The original Chinese article here.


A while back, I was talking about the character of the preacher. This installment, I’ll talk about the nature of preaching. Prof. Thomas Long, in his book, considers preaching as “witness.” Furthermore, besides witnessing, he also states in his seminar that preaching is confession. These are good starting points in looking at the nature of preaching.

What would cause us to think about preaching as confession and witness? Certainly, both ideas are not as prominent as others in biblical descriptions of preaching. There’s better vocabulary from the NT to describe the nature of preaching than those two words. I think our point of departure should surely come out of a church history and spirituality grid.
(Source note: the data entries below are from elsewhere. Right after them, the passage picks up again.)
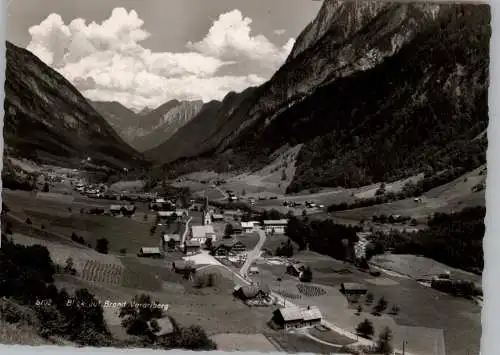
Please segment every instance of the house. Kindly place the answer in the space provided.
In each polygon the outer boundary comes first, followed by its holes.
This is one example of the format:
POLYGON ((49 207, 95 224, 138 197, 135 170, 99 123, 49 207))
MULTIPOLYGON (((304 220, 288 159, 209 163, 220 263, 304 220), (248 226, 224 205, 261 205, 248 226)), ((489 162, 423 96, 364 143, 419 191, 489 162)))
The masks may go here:
POLYGON ((188 240, 184 243, 184 254, 193 255, 200 252, 201 244, 195 240, 188 240))
POLYGON ((137 253, 137 256, 140 257, 151 257, 151 258, 160 258, 162 256, 160 248, 148 248, 148 247, 142 247, 139 249, 139 253, 137 253))
POLYGON ((174 332, 174 325, 169 317, 163 317, 158 319, 153 319, 148 321, 148 326, 152 328, 151 322, 156 322, 158 326, 158 331, 154 332, 157 337, 163 337, 166 335, 171 335, 174 332))
POLYGON ((319 325, 321 319, 321 312, 316 306, 285 307, 273 313, 274 323, 285 330, 319 325))
POLYGON ((256 274, 260 273, 260 271, 259 271, 259 268, 257 266, 251 266, 250 270, 248 270, 248 273, 250 275, 256 275, 256 274))
POLYGON ((233 234, 242 234, 243 228, 241 227, 240 222, 230 222, 233 234))
POLYGON ((233 295, 238 297, 241 300, 250 300, 256 298, 269 298, 270 295, 269 286, 262 285, 245 285, 245 286, 236 286, 234 288, 233 295))
POLYGON ((111 205, 109 206, 109 212, 111 212, 114 216, 122 213, 122 206, 121 205, 111 205))
POLYGON ((286 268, 286 272, 289 275, 295 276, 295 277, 300 277, 302 275, 302 272, 306 269, 306 266, 302 263, 293 263, 289 264, 286 268))
POLYGON ((264 231, 266 233, 285 234, 285 228, 288 225, 287 219, 265 220, 264 231))
POLYGON ((179 217, 182 220, 184 217, 189 217, 189 210, 187 210, 187 209, 176 209, 175 210, 175 214, 177 215, 177 217, 179 217))
POLYGON ((169 245, 169 243, 173 244, 174 248, 177 248, 181 245, 181 236, 179 234, 164 234, 163 235, 163 246, 169 245))
POLYGON ((247 251, 247 247, 245 246, 245 244, 243 244, 242 242, 240 242, 239 240, 234 242, 233 245, 231 246, 231 250, 233 251, 233 253, 235 254, 239 254, 239 253, 244 253, 247 251))
POLYGON ((172 269, 178 274, 194 274, 196 272, 196 267, 193 263, 183 260, 173 262, 172 269))
POLYGON ((124 205, 122 206, 121 212, 124 216, 132 216, 135 213, 136 209, 137 207, 134 205, 124 205))
POLYGON ((160 220, 167 220, 169 218, 175 218, 175 211, 158 211, 157 214, 160 220))
POLYGON ((220 243, 213 247, 210 254, 218 257, 234 255, 232 246, 230 243, 220 243))
POLYGON ((223 222, 224 216, 218 213, 212 214, 212 222, 223 222))
POLYGON ((208 205, 208 197, 205 198, 205 205, 203 206, 203 225, 207 226, 212 224, 212 214, 208 205))
POLYGON ((211 224, 191 227, 191 240, 197 241, 201 245, 205 244, 208 238, 211 238, 212 242, 216 241, 214 227, 211 224))
POLYGON ((364 295, 367 291, 364 285, 355 282, 344 282, 340 285, 340 292, 344 295, 364 295))
POLYGON ((254 231, 253 222, 241 222, 243 233, 252 233, 254 231))

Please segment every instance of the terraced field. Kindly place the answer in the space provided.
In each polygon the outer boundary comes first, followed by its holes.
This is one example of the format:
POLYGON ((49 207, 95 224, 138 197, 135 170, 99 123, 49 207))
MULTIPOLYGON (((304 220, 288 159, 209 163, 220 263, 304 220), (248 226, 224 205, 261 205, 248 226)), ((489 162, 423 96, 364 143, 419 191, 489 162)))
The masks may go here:
POLYGON ((118 286, 122 283, 124 268, 119 265, 104 264, 96 260, 87 260, 82 270, 82 279, 106 285, 118 286))
POLYGON ((306 297, 317 297, 326 295, 326 291, 318 286, 306 285, 303 283, 297 284, 297 289, 306 297))

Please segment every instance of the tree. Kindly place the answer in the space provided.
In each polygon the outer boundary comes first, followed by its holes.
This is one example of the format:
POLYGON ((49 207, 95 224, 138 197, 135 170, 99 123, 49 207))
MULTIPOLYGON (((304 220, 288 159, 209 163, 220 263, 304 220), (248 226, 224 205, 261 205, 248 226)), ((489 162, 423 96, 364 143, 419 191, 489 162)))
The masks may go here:
POLYGON ((378 336, 376 350, 380 354, 389 355, 392 354, 392 331, 389 327, 385 327, 378 336))
POLYGON ((29 217, 26 217, 25 223, 26 224, 32 224, 31 219, 29 217))
POLYGON ((309 266, 306 266, 300 275, 300 281, 311 282, 312 281, 312 270, 309 266))
POLYGON ((283 169, 283 170, 281 171, 281 181, 285 181, 285 180, 287 180, 287 178, 288 178, 288 177, 286 176, 286 170, 285 170, 285 169, 283 169))
POLYGON ((46 182, 43 184, 42 192, 49 192, 49 183, 46 182))
POLYGON ((398 306, 396 306, 396 305, 393 305, 393 306, 391 307, 391 314, 392 314, 392 315, 397 315, 398 313, 399 313, 399 307, 398 307, 398 306))
POLYGON ((365 303, 366 304, 371 304, 372 302, 373 302, 373 293, 368 292, 366 294, 365 303))
POLYGON ((107 254, 108 253, 108 245, 109 245, 109 241, 106 238, 97 239, 95 250, 98 253, 107 254))
POLYGON ((122 255, 127 254, 127 249, 126 248, 121 248, 120 249, 120 254, 122 254, 122 255))
POLYGON ((198 325, 182 328, 176 338, 176 348, 187 350, 215 350, 217 348, 203 328, 198 325))
POLYGON ((387 301, 384 297, 380 297, 375 307, 373 307, 373 314, 380 315, 383 311, 387 309, 387 301))
POLYGON ((226 224, 224 229, 224 237, 230 238, 233 235, 233 225, 231 223, 226 224))
POLYGON ((66 259, 66 265, 64 266, 64 272, 75 275, 76 269, 74 268, 73 258, 66 259))
POLYGON ((363 338, 370 339, 375 334, 372 322, 369 319, 365 319, 359 323, 356 327, 356 333, 363 338))
POLYGON ((158 324, 148 324, 148 322, 163 317, 163 309, 155 306, 157 304, 158 302, 151 300, 151 296, 141 294, 123 306, 120 309, 119 317, 122 318, 122 326, 127 333, 154 338, 154 331, 158 324), (136 305, 140 306, 136 307, 136 305))
POLYGON ((170 238, 167 242, 167 247, 170 250, 175 249, 175 240, 173 238, 170 238))
POLYGON ((205 241, 205 249, 211 250, 212 249, 212 238, 207 238, 205 241))

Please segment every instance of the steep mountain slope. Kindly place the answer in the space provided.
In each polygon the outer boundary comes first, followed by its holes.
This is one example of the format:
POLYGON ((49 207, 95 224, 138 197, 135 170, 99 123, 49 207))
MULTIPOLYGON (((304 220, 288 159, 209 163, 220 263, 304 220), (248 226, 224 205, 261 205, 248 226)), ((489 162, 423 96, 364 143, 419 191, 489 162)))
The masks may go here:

What exactly does that mean?

Confession answers the question “What is my belief?” Witnessing answers the question “What experience do you have?” The former is an important recognition because my belief is quite different than what God actually revealed in the text. In saying “this is my belief,” we recognize the gap between the human interpretation and the actually divine revelation. The sermon is not divine revelation. Rather, it is an interpretation of the divine revelation. So, what are the measuring sticks when we look at the concept of “confession”?

I think one place to check my confession of belief is the broadest historical confessions of the church. The more we study the church fathers, the less we’re likely to think that we have the corner on truth. When we confess our belief, I think it is important to make sure our range of truth is wide enough to see the many possible facets of truths that had already existed in church history. Our individual confession is part of the greater confession of the church. This fact ought to keep the preacher humble to know that he has not possessed the corner on truth within the greater history of the church.
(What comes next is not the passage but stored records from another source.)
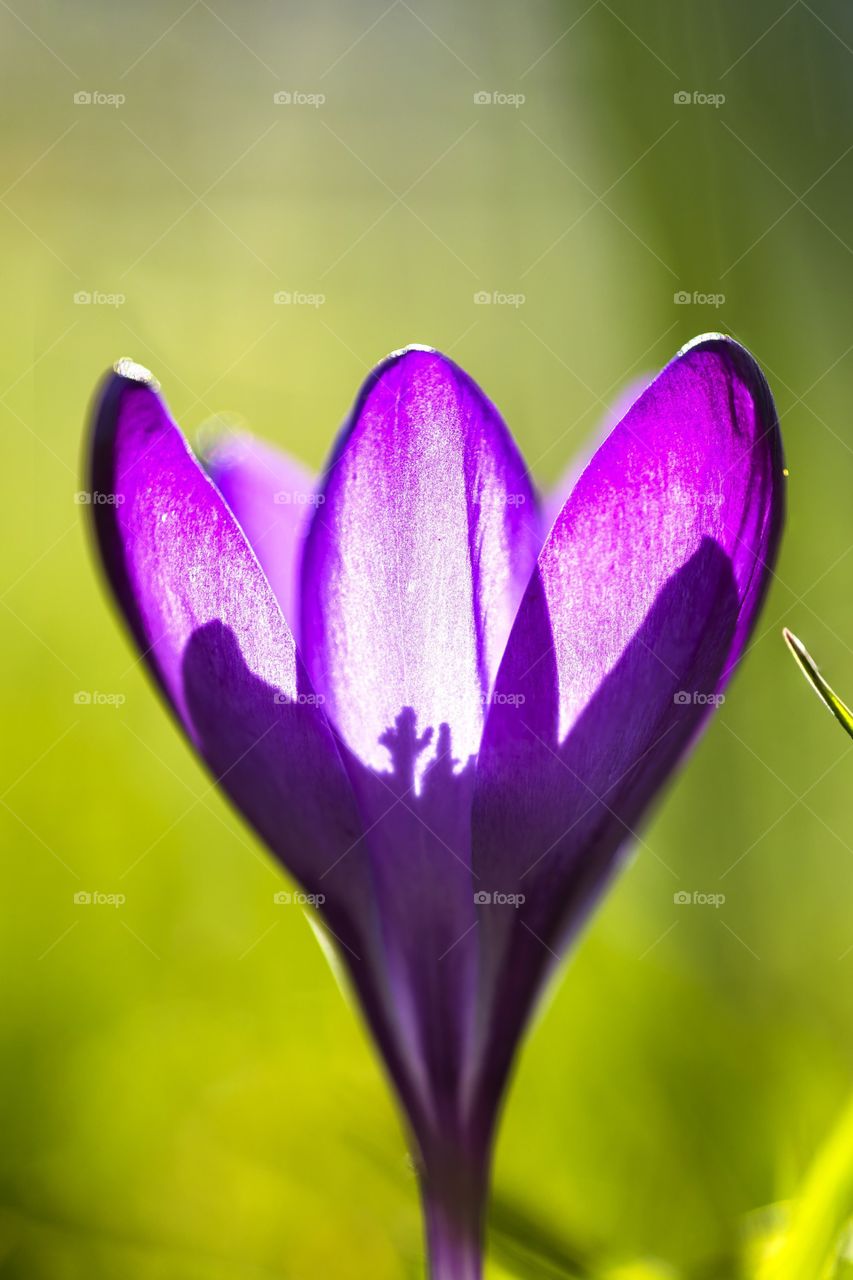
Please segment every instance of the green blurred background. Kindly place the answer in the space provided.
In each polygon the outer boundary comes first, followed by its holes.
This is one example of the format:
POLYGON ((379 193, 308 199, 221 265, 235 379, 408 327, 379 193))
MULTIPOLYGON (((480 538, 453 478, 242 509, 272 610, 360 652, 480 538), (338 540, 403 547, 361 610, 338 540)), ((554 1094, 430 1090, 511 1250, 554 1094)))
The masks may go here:
POLYGON ((190 432, 235 415, 319 467, 367 369, 428 342, 547 486, 719 329, 777 397, 787 538, 521 1056, 490 1274, 739 1274, 853 1062, 853 756, 780 636, 853 696, 849 5, 0 0, 0 32, 0 1275, 421 1274, 358 1020, 95 572, 75 492, 104 369, 130 355, 190 432))

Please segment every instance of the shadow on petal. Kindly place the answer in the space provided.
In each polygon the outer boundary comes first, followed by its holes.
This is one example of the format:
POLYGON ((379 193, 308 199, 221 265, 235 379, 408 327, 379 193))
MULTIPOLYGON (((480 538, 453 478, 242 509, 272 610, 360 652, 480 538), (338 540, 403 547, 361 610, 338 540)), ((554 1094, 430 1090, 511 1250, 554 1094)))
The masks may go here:
POLYGON ((407 1111, 418 1096, 389 1001, 368 851, 322 700, 304 672, 295 697, 255 676, 234 632, 209 622, 191 636, 183 686, 198 748, 217 785, 305 891, 341 958, 407 1111))
POLYGON ((472 1108, 490 1131, 549 970, 618 866, 634 828, 718 698, 739 611, 710 538, 658 593, 568 736, 551 624, 534 579, 486 725, 473 812, 479 1067, 472 1108))
POLYGON ((421 728, 412 707, 401 708, 380 742, 387 772, 346 750, 344 759, 365 827, 394 1008, 420 1076, 424 1145, 437 1131, 460 1132, 473 1050, 474 760, 456 760, 450 727, 421 728))

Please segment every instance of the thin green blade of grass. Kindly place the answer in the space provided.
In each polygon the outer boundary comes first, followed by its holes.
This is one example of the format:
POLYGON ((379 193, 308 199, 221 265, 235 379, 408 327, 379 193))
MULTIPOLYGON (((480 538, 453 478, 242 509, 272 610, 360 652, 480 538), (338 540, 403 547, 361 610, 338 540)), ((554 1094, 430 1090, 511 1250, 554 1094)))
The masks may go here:
POLYGON ((817 663, 803 642, 798 640, 793 632, 789 631, 787 627, 784 628, 782 634, 785 637, 785 642, 787 643, 788 648, 794 655, 794 660, 796 661, 797 666, 800 668, 803 675, 820 698, 821 702, 829 708, 838 723, 842 728, 846 729, 851 738, 853 738, 853 711, 851 711, 850 708, 841 701, 831 685, 824 680, 823 676, 820 674, 817 663))

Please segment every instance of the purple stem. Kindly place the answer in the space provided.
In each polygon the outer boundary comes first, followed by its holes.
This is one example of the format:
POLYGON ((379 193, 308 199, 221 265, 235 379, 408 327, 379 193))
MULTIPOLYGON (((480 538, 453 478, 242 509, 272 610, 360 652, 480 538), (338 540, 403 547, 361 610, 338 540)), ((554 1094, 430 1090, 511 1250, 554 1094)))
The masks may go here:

Another nature of preaching is witnessing. As I said before witnessing is about experience. In order to understand witnessing, we should contrast it against confession. Confession is about what I know and witnessing is about what I do with what I know. Witnessing links belief to praxis. Confession shouts, “I believe this is truth.” Witnessing shouts, “I’ve tried out my belief, and it works.” Witnessing is about practicing what one preaches. The practice of one’s belief does not merely touch on church tradition, but also touches on spirituality of the practitioner. Faith is translated into practicable form when the preacher sees preaching as witness. A witnessing preacher proclaims that a certain truth is indeed true and that this truth is practicable as well as relevant.

Confession and witnessing then become the expression of the church’s belief through the pulpit and through the words of the preacher. After doing all righteousness, confession and witnessing give the gift of the sermon to the church. The preacher himself does not own the sermon. He then builds it as part of the greater tradition through the ages in order to remind the church of what she ought to believe and do. In other words, preaching has a unifying effect on the congregation with the larger universal church.
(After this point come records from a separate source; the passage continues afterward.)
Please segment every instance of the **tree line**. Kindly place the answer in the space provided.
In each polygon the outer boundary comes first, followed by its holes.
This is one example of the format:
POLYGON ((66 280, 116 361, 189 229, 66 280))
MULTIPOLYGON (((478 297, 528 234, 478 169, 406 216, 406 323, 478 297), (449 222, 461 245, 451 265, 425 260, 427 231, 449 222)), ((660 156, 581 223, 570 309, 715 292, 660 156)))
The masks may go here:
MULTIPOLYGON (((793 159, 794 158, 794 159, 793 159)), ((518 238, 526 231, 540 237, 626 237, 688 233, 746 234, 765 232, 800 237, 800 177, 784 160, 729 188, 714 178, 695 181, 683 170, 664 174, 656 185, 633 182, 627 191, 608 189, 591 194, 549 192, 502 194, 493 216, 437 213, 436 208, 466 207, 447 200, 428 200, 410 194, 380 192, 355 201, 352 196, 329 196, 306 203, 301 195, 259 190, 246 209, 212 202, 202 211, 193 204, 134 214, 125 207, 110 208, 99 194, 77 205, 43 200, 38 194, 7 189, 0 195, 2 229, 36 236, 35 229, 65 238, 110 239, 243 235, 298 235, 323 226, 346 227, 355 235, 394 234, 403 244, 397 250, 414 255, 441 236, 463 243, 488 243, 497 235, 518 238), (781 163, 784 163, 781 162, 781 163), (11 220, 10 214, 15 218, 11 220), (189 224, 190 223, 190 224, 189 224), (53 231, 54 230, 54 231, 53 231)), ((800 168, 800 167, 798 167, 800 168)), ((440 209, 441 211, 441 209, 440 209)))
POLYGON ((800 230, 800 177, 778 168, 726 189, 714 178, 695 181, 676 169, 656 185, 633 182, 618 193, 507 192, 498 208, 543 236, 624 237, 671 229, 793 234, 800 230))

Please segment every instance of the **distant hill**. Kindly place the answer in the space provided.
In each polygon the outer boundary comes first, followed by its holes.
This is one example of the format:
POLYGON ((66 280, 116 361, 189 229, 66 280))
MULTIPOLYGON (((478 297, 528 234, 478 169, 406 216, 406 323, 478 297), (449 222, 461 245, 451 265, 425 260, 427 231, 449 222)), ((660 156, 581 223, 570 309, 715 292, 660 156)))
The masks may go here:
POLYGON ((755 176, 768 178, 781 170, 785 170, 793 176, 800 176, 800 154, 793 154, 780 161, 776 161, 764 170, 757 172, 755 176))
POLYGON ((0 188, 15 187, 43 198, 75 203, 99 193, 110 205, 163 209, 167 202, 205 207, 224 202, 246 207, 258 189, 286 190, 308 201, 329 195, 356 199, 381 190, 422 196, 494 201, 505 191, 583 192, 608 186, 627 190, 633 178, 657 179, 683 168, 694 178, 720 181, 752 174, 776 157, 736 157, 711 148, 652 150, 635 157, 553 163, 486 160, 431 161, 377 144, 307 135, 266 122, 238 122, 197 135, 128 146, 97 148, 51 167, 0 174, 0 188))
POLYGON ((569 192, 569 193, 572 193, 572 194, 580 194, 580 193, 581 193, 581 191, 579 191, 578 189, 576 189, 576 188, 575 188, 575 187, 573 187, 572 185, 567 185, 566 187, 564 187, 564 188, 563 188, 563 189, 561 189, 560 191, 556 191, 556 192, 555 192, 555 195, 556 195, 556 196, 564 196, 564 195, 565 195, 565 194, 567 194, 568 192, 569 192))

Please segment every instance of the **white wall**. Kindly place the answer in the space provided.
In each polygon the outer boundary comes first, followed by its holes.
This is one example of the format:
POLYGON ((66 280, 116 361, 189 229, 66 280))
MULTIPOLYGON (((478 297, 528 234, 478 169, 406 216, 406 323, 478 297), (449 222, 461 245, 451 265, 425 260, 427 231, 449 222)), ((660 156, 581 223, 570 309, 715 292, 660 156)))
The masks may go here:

What are some of the tools that will bring the confession and witnessing nature of the sermon back into the church? Long suggests usage of lectionary and series. The modern church mostly enjoys series because they are flexible and practical. The trouble is that the practicality of the series can take the church away from difficult passages. Lectionary has its lessons along with many resources to refer to. While the wider church can also refer to the lectionary, the preacher can feel insecure if he uses the resources, but he is missing the point of the lectionary because the resources are not exclusively his. Besides, reading the resources is one thing; using them wisely in the sermon is quite another thing. Lectionary can also unify the entire church to study something similar that is according to the church tradition without individualizing the sermon to the preacher’s own theological tastes. Certainly, it is better than making all the church pastors preach from the Purpose Driven Life and making the congregation do Sunday school on it. The lectionary is much safer and will enable the preacher to confess and witness for the faith of the church as well as his own faith.